Try to find a better way to speed up a hierarchical logistic model and reduce_sum only helped a little

Hello everyone,

I have two groups of subjects who participated in a binary choice experiment. The number of observations for each subject varies, from ~300 to ~1700. Here I’ve tried to model their choice behaviors for each subject using a straightforward logistic model and compare the differences of decision variables (i.e., independent variables in regression) on the group level. So everyone gets their own set of parameters but is constrained by the group-level priors.

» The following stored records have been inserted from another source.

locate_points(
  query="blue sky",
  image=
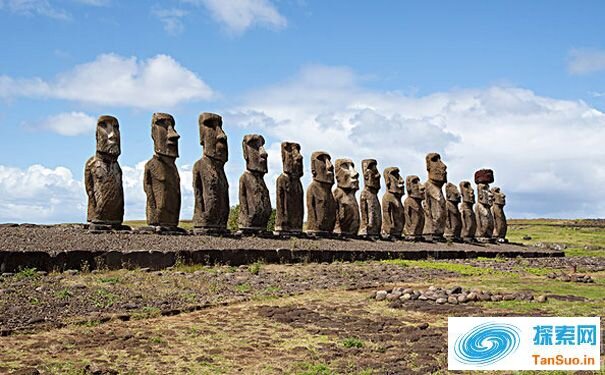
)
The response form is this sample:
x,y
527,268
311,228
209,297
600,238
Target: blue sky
x,y
517,86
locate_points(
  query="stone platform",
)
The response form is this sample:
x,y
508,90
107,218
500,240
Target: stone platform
x,y
63,247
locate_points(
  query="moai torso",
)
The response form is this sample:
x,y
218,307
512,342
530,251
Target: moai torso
x,y
371,212
453,225
163,188
347,208
392,209
161,179
321,206
290,200
103,176
413,210
254,201
210,186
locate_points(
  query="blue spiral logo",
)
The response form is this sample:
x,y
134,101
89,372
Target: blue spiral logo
x,y
487,343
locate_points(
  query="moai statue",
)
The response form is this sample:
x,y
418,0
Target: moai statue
x,y
347,208
483,208
453,224
371,213
413,211
161,179
290,198
435,211
469,221
103,179
392,209
500,226
254,201
210,186
321,206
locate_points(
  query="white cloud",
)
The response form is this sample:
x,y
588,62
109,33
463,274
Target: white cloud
x,y
585,61
68,123
171,19
239,15
545,151
158,82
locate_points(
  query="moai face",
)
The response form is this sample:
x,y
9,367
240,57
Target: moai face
x,y
108,136
499,196
212,137
346,175
371,175
451,193
322,168
292,159
393,181
254,153
414,187
485,196
468,194
437,170
165,138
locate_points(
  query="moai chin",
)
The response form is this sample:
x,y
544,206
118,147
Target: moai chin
x,y
103,178
371,213
210,186
321,206
392,210
161,179
453,224
254,201
413,210
290,199
435,211
483,214
500,225
469,221
347,208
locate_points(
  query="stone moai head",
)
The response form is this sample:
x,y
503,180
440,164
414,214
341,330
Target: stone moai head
x,y
292,159
346,175
468,194
108,136
254,153
499,196
212,137
451,193
393,181
371,175
436,168
484,196
322,168
165,138
414,187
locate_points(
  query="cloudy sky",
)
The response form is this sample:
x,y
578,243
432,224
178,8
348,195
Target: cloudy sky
x,y
514,86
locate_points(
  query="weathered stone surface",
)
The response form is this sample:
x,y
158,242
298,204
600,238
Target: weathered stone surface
x,y
453,224
210,186
434,204
103,176
161,179
412,207
254,201
467,213
321,206
392,210
290,199
500,225
371,213
484,176
483,213
347,208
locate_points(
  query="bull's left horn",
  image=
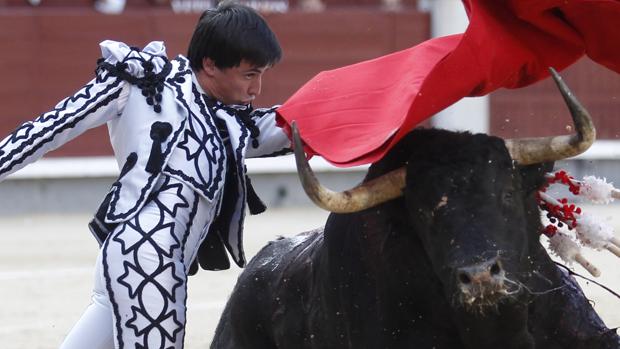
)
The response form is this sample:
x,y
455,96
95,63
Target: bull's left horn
x,y
365,195
528,151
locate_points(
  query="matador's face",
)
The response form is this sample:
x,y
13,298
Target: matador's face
x,y
235,85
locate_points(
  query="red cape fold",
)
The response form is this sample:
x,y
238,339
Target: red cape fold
x,y
355,114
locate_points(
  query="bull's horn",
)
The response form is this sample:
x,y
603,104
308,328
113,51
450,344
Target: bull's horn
x,y
365,195
528,151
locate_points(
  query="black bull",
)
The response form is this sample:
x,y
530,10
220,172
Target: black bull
x,y
407,273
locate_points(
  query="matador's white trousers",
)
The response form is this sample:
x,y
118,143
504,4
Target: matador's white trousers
x,y
141,274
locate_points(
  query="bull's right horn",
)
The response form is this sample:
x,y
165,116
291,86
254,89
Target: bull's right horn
x,y
365,195
527,151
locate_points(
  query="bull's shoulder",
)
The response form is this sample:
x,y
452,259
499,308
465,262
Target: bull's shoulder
x,y
279,253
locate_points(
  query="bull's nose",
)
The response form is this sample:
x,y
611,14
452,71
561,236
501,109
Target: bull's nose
x,y
482,274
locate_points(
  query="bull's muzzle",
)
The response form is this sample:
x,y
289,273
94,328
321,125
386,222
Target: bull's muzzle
x,y
481,285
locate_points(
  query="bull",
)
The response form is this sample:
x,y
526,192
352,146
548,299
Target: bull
x,y
438,248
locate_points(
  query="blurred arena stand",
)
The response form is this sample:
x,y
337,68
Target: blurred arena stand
x,y
49,51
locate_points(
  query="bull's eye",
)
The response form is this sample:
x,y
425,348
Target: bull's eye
x,y
507,197
495,269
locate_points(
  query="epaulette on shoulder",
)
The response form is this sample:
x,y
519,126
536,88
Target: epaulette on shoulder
x,y
150,82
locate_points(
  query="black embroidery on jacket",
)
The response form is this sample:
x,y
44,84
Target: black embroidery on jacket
x,y
138,234
174,83
47,134
159,132
151,84
201,141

The model seems to work fine, and the result is as what I expect and not too different from the estimates of the MLE method. I’m wondering if there is a better way to speed it up? I’d like to use vectorization as much as possible, but I think it’s a little tricky because each subject has a set of beta and design matrix, I can’t think of a way to do just one matrix multiplication in total but one for each subject.

Here is my code,

data {
  int<lower=1, upper = 2> n_group; # number of groups
  int<lower=1> n_sub; # number of subjects
  int<lower=1> n_dv; # number of decision variables (or independent variables)
  int<lower=1> obs_start[n_sub]; # row index of the beginning of each subject's observations
  int<lower=1> obs_end[n_sub]; # row index of the end of each subject's observations
  int<lower=1> n_obs_total; # number of total observations, all subjects' combined
  int<lower=1, upper=2> group[n_sub]; # group id for each subject
  int<lower=0, upper=1> y[n_obs_total]; # binary response
  matrix[n_obs_total,n_dv] dv; # design matrix
}

parameters {
  vector[n_dv] mu_grp[n_group];
  vector<lower=0>[n_dv] sigma_grp[n_group];
  vector[n_dv] beta[n_sub];
}

model {
  vector[n_obs_total] dv_x_beta;

  for (g in 1:n_group) {
    mu_grp[g] ~ std_normal();
    sigma_grp[g] ~ gamma(2, 0.1);
  }

  for (s in 1:n_sub) {
    beta[s] ~ student_t(3, mu_grp[group[s]], sigma_grp[group[s]]);
    dv_x_beta[obs_start[s]:obs_end[s]] = dv[obs_start[s]:obs_end[s]] * beta[s];
  }

  y ~ bernoulli_logit(dv_x_beta);

}

generated quantities {
  vector[n_dv] mu_grp_diff;
  vector[n_dv] sigma_grp_diff;

# compare the differences of parameter estimates on group level
  mu_grp_diff = mu_grp[1] - mu_grp[2]; 
  sigma_grp_diff = sigma_grp[1] - sigma_grp[2];
}

With 53 subjects and 48503 observations in total, this model running with 4 parallel chains and 500 iters for both warmup and sampling (1000 in total) took ~450s to finish.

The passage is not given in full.